Battle of Argentinos pada derby Manchester akan menjadi pemandangan tersendiri pada Minggu (2/11) besok. Saya berharap ada hadiah manis dari Zabaleta untuk di Maria, hadiah itu cukup dengan membuat kaki di Maria menjadi lumpuh sejenak. Dan saya juga berharap perseturuan Rojo dan Aguero dapat terjadi di lapangan pada derby besok. Semoga saja Aguero terpukul telak di bagian kepala dan menyisakan memar di wajah tampannya. Mungkin keinginan saya agak ngawur, namun apa artinya sebuah derbi jika tak ada tensi tinggi? Bukankah perkelahian juga merupakan salah satu pemicu tingginya tensi permainan?
Terlepas dari perang para imigran asal negara Mario Kempes itu. ada faktor lain yang akan membuat derby kali ini akan berlangsung seru, perihal pelipur lara. Baik City maupun United sama-sama belum meraih kemenangan akhir-akhir ini. United hanya mampu meraih dua poin dalam dua laga terakhirnya di Liga (draw melawan Chelsea dan West Brom). Sementara City lebih parah lagi, hanya meraih sekali seri dalam tiga ajang mereka (Draw melawan CSKA di Liga Champions, Kalah melawan Hipster London, West Ham United di Liga, serta kalah dari Newcastle di babak keempat piala liga). Kemenagan seakan menjadi harga mati untuk kedua tim yang tengah terluka ini. dilihat dari sisi manapun, keduanya memang membutuhkan obat untuk memulihkan performa mereka yang merosot belakangan ini. dan obat tersebut bisa diambil di apotik Etihad besok sore.
Disamping kemenagan, baik United maupun City akan sama-sama bernafsu untuk membuktikan diri menjadi yang terbaik di Manchester. Musim lalu, saat masih ditangani Moyes. United berhasil mencetak rekor. Mereka harus kalah baik kandang maupun tandang oleh City. Ini jelas memalukan, mengingat United adalah tim besar, mereka harus kalah dari tim kemarin sore, dua kali, di musim yang sama, kota yang sama. Untungnya tidak kalah 1-6. Ah sudahlah, ini hanya dagelan semata. Sementara City sendiri ingin membuktikan diri sebagai Pride Of Manchester kepada United. Mereka adalah satu-satunya wakil asal kota pelabuhan ini yang tampil di liga champions selepas United menyatakan bosan tampil di ajang ini musim kemarin. Sementara itu, Meneer Van Gaal juga harus membuktikan dirinya lebih hebat dari Pellegrini perihal adu taktik.
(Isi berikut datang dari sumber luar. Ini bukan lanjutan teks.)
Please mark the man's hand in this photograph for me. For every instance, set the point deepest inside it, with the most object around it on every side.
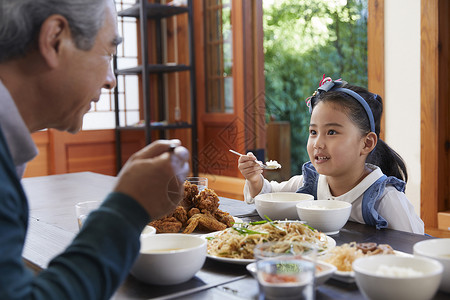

Mengingat Van Gaal adalah salah satu pelatih dengan Cv terbaik di Eropa. Apapun alasannya, status sebagai penguasa kota jelas mutlak dimiliki keduanya. Kemenangan jadi hal yang harus diraih kedua tim. Hasil seri bukalah hal yang diinginkan kedua tim. Sekalipun nantinya harus berakhir seri, minimal harus ada korban dalam pertarungan besok. Here there are mate. .enjoy Manchester Derby !!!